You do know you deserve to be treated better than this right?
I know I can be blunt, but sometimes that's what we all need
Read you loud and clear. Especially that I've done some snooping again and found picctures of OW as well as e-mails. He told her that in the he's been creating things with her in mind, she is his inspiration. I also found one that said how happy he is because the paperwork (D papers) are going through and it looks that he will be able to save the house and have some money for fun. Another e-mail I found was to his parents saying that his mom wanted him to send the picture of OW. And all that time she was telling me that he has no one and that she hopes that our M works out. What a bunch of bull! I guess the whole family is messed up.
So, I'm going to have to work really hard to be able to be with him under the same roof. I'm angry but also calm at this time. I believe that I have not reason anymore to work on that M. I hoped that after his melt down he would at least be curt and stop things from developing but the e-mail about her being inspiration on the project that I was helping him with and the fact that even his family knows and seems to approve of her makes it that much cleared for me that I should no longer invest in that R. At this point I need to take care of myself. I need to make sure that he will not screw me over financially (that will be the day where the two of them can have FUN with money that was mine) and physically. Psychologically the damage is done. I need to take care of it myself.
I suspected he was still involved...don't assume his family does know though. Remember you're reading his e-mails, that could possibly just be him spouting off to her. They may still be clueless...know way of know that for sure.

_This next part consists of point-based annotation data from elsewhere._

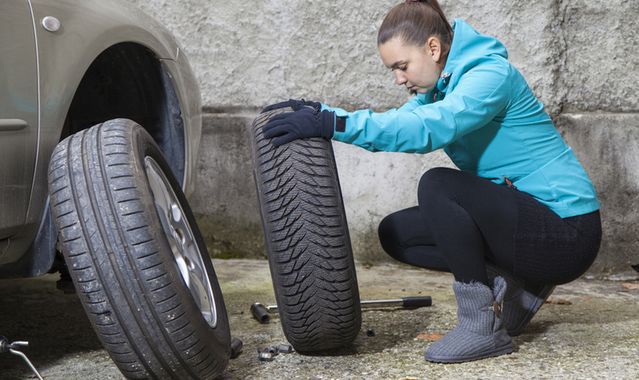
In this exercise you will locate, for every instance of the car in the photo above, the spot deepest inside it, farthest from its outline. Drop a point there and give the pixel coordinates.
(100, 122)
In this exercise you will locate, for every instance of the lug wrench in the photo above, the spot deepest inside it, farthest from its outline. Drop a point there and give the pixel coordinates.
(7, 346)
(262, 312)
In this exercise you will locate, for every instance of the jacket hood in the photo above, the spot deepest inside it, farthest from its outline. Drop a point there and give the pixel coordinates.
(468, 49)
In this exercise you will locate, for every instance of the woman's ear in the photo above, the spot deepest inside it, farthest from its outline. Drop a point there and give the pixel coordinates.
(434, 48)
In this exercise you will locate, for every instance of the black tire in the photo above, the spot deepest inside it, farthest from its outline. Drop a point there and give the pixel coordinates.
(306, 234)
(121, 259)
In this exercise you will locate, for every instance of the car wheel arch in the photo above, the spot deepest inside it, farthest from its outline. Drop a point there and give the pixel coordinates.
(128, 80)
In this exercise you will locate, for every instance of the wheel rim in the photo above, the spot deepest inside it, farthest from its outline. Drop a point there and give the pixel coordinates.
(186, 252)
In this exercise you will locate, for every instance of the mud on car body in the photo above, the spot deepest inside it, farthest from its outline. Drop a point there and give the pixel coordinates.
(112, 89)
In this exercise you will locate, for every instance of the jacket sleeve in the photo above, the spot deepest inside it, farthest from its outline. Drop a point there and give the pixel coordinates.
(481, 94)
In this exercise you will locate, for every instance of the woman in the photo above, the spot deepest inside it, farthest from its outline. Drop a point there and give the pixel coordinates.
(521, 205)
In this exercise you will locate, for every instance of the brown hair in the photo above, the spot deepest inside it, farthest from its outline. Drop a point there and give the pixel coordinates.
(414, 21)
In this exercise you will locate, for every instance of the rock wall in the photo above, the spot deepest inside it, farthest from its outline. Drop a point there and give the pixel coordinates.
(579, 56)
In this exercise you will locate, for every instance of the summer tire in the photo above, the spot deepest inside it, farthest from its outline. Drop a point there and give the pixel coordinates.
(307, 241)
(136, 256)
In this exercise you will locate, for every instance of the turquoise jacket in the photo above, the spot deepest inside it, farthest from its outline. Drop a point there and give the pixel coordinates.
(488, 121)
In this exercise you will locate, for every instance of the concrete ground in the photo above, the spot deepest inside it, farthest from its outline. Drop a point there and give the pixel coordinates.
(588, 329)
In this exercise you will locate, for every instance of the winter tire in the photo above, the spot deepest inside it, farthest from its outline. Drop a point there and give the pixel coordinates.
(307, 240)
(136, 256)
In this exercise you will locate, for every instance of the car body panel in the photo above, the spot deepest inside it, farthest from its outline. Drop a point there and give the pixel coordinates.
(18, 114)
(87, 29)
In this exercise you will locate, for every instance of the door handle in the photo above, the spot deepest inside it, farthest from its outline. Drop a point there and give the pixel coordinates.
(12, 124)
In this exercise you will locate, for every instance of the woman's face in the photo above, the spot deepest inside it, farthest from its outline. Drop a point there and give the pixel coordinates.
(416, 67)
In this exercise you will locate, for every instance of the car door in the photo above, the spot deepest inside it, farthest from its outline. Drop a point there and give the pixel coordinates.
(18, 113)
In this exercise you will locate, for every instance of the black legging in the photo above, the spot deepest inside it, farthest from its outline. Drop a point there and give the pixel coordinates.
(463, 220)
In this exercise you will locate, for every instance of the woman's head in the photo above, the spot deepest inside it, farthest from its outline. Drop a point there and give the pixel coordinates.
(413, 41)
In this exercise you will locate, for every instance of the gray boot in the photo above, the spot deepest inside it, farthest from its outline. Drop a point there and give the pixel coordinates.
(479, 333)
(521, 302)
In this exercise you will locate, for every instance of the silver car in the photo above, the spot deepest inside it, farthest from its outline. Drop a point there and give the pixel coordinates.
(99, 129)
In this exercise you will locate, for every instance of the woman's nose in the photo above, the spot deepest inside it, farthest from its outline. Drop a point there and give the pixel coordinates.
(400, 79)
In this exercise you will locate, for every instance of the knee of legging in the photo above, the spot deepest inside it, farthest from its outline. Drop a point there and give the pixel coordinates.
(436, 183)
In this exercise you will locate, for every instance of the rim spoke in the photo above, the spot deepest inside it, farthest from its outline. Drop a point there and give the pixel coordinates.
(186, 252)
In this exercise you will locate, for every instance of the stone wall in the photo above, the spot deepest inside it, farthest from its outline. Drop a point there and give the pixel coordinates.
(579, 56)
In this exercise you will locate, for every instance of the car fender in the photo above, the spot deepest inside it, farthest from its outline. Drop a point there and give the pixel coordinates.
(87, 29)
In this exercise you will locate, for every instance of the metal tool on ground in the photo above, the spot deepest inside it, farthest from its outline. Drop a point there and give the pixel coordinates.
(12, 347)
(262, 312)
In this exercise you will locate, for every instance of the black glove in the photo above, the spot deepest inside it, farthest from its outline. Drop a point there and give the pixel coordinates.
(289, 126)
(295, 104)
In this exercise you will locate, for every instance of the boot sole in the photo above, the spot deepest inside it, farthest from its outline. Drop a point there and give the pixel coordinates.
(523, 323)
(507, 349)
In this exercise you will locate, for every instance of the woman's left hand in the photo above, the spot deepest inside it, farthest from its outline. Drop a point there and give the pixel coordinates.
(304, 123)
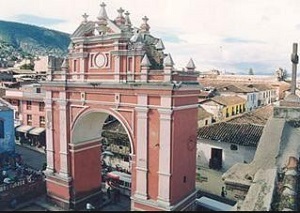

However...I would most absoulutely be seeking out a very good attorney. Don't sign anything he gives you until your attorney looks it over and you agree with it! I'm sure I don't need to tell you that...just felt I had to.
I'm so sorry this is the way things are going for you. But you do deserve better and from what I've gathered from your posts...you can definitely do better.
GEL I already have a L and I trust him. He told me he won't let my H $hit on me and that's what I need. When it comes to his family - come on! His mother wanted pictures of her! What would be possible reason for anyone's mother asking her son who is married to send in the picctures of some coworker! I can't forgive her for pretending to be on my side (althouth that would explain why all of the sudden she seemed distant and not at all concerned that he is not even planning to go to psychiatrist which could possibly allow him to see the things for what they are) and for me feeling that she cares for me and me carying for her in return. I can't call her and say - I know you knew because he send you pictures - they would know I snooped. I can only do that if he figures it out and calls me on it.
Anyway, chances are I'm unable to think clearly through anger, I've done that before but I definitelly am dropping the rope and detaching full force. In my heart I know that this will not work out. I start to doubt that I trully want it to work out after all that. It's quite possible that my situation is not the worst there's been and there still was a happy reconciliation in other instances but it's not that I'm not strong. It's that like you said: I deserve better and I cannot be selling myself short.
I will talk to the psychiatrist about those feelings and see what she has to say.